After my second day of school, I’ve now experienced all of my classes. Most of them seem great. One of them seems… not so great. Another downside, I couldn’t find two of my books at the book store, both for my business classes. Great.

Monday & Wednesday

Cultura Ecuatoriana at 1pm. This seems like a really interesting class. We have to go to a couple of museums as homework and it’s a class full of gringos so I don’t feel so alone. Thank god. Emily and Amanda are in this one, so I think it should be a good time! By the way… just so everyone can be jealous. My book was $9.74. Say what SDSU!?! A lot of the classes use spiral bound books printed at the University to help students save money and also help the school save paper and only printing books on demand.

Tuesday & Thursday

Sociología Rural at 10am. THIS CLASS ROCKS! With all my experiences working in Honduras, I feel like I’m able to bring a lot of knowledge into this classroom. The teacher is an American dude, who did a lot of research in Cotopaxi. (Huge volcano mountain close to Quito. I can see it on the way to school and it’s covered in snow!) He came back and basically started the University. He claims his ID# is 7. Who knows, but we also have a field trip up to a rural community within the Cotopaxi area. Can’t wait!

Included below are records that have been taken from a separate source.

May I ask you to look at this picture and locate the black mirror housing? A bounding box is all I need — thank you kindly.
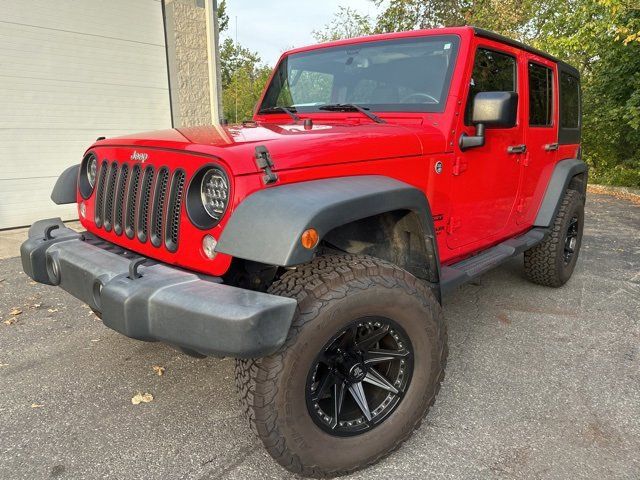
[471,92,518,128]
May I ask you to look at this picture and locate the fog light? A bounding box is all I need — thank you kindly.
[202,235,218,258]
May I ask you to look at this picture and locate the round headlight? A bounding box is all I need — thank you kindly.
[78,152,98,200]
[200,168,229,222]
[87,155,98,188]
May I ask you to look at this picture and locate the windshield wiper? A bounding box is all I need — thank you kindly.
[258,107,300,122]
[318,103,387,123]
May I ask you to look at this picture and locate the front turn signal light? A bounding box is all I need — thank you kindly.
[300,228,320,250]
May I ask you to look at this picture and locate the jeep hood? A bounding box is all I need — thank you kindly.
[95,123,445,175]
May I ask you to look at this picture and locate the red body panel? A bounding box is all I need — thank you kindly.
[78,27,577,275]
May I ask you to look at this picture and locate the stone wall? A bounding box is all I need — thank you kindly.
[165,0,211,127]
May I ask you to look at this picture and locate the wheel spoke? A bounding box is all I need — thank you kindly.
[311,372,336,402]
[364,348,409,365]
[356,325,389,349]
[331,382,344,428]
[338,325,358,350]
[349,382,371,421]
[362,368,398,394]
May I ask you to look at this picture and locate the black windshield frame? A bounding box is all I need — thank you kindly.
[258,35,460,114]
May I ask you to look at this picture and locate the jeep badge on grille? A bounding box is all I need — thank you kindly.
[131,150,149,163]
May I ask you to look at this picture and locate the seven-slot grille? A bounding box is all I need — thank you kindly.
[95,160,186,252]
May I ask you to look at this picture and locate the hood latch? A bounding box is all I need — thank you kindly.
[256,145,278,185]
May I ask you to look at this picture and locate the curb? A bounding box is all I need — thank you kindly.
[587,183,640,205]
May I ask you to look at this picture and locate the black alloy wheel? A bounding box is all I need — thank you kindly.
[305,317,413,436]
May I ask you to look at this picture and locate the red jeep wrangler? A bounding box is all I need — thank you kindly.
[21,27,587,476]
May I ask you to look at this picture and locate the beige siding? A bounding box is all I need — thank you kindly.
[0,0,171,228]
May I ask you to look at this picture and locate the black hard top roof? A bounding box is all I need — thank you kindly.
[471,27,580,78]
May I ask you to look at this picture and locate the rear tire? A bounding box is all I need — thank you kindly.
[524,190,584,287]
[236,255,447,477]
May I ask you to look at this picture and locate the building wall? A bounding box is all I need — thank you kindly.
[0,0,172,228]
[165,0,215,127]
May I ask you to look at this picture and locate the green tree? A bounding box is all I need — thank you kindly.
[220,38,271,123]
[316,0,640,186]
[311,7,374,42]
[218,0,229,32]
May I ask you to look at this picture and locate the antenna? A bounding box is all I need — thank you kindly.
[235,15,239,123]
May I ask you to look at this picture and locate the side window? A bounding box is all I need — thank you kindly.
[560,72,580,128]
[464,48,517,125]
[529,63,553,127]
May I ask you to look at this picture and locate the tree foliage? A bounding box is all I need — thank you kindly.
[220,38,271,123]
[311,7,374,42]
[314,0,640,186]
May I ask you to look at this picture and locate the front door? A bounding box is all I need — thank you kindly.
[516,54,558,225]
[447,44,524,253]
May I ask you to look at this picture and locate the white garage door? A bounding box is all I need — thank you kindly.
[0,0,171,229]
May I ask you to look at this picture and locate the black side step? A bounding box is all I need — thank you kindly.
[440,228,547,296]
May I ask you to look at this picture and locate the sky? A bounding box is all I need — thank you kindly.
[222,0,377,66]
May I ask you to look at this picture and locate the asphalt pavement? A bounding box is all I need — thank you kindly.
[0,195,640,480]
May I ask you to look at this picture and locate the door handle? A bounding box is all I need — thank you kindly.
[507,145,527,153]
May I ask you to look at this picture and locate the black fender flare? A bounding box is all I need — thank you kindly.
[216,175,439,278]
[534,158,589,227]
[51,163,80,205]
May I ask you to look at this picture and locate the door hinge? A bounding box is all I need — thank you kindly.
[447,217,462,235]
[256,145,278,185]
[453,157,467,175]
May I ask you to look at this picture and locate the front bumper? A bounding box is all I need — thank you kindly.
[20,218,296,358]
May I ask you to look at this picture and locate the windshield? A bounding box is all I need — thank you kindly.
[259,35,458,113]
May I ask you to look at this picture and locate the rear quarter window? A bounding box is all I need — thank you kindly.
[558,67,582,145]
[560,72,580,128]
[528,62,553,127]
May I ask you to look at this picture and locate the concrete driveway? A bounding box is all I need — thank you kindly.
[0,195,640,480]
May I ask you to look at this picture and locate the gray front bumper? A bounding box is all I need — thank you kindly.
[20,218,296,358]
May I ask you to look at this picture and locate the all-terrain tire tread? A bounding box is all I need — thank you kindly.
[235,254,448,478]
[524,190,584,287]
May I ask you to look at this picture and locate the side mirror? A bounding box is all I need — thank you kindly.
[460,92,518,150]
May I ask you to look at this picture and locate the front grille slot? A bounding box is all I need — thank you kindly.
[151,167,169,247]
[103,162,118,232]
[113,163,129,235]
[164,170,186,252]
[124,165,142,238]
[94,160,107,228]
[138,166,155,242]
[95,160,187,252]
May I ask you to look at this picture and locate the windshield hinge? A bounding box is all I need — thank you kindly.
[256,145,278,185]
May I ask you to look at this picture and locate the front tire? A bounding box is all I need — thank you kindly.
[236,255,447,477]
[524,190,584,287]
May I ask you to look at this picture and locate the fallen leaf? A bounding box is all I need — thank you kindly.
[131,393,153,405]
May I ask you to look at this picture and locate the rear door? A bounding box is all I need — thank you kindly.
[516,54,558,224]
[447,39,524,249]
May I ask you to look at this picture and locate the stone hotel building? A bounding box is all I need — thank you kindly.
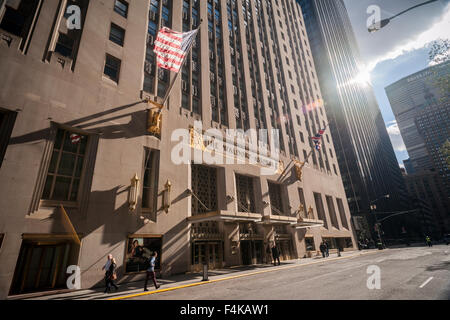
[0,0,355,298]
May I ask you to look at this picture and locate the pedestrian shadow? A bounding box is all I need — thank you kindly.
[425,261,450,271]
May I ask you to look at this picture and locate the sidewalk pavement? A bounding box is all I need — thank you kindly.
[8,249,379,300]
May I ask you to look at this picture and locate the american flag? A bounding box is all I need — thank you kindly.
[311,128,325,150]
[153,27,198,72]
[70,133,82,144]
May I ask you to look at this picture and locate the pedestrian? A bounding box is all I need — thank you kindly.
[272,244,281,266]
[105,256,119,293]
[144,251,160,291]
[425,236,433,247]
[266,244,272,263]
[319,241,326,258]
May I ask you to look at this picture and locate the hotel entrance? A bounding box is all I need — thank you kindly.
[10,238,79,295]
[192,241,223,272]
[241,240,263,265]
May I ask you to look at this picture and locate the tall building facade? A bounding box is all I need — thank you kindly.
[0,0,355,298]
[386,61,450,234]
[298,0,407,237]
[404,171,450,237]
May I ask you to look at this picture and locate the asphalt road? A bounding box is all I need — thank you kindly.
[133,245,450,300]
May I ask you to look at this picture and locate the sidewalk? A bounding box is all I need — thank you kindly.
[8,250,379,300]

Administración de Operaciones at 11:30am. I never want to return to this class ever again. This class makes me want to die. I’m the only gringa in the class, which is prime target for using me as an example to the class, when I don’t even understand what is going on. None of the students were very friendly, and the teacher was constantly picking on me, as all the students laughed when I said anything because I didn’t understand what the teacher was asking, so I was saying stuff wrong. AWESOME. Being the only gringa in a class that’s very hard to understand, shouldn’t mean pick on her all the time. It should mean help her understand more. kthanks. But the material seems hard only because I don’t have the book yet. Once I have the book I’m golden.

Negociacioón at 1pm. Yet again I’m the only gringa, but this class was a lot better. I didn’t get singled out and thrown into the flames like the other class. Obviously the teacher asked where I was from and what not, but it was easy going and not scary. Then he continued to tell the class how great California is and how the weather is beautiful. Que bien! This class seems like it has a lot of reading, but I also thing a lot of it will be common sense, something a gringa like me has!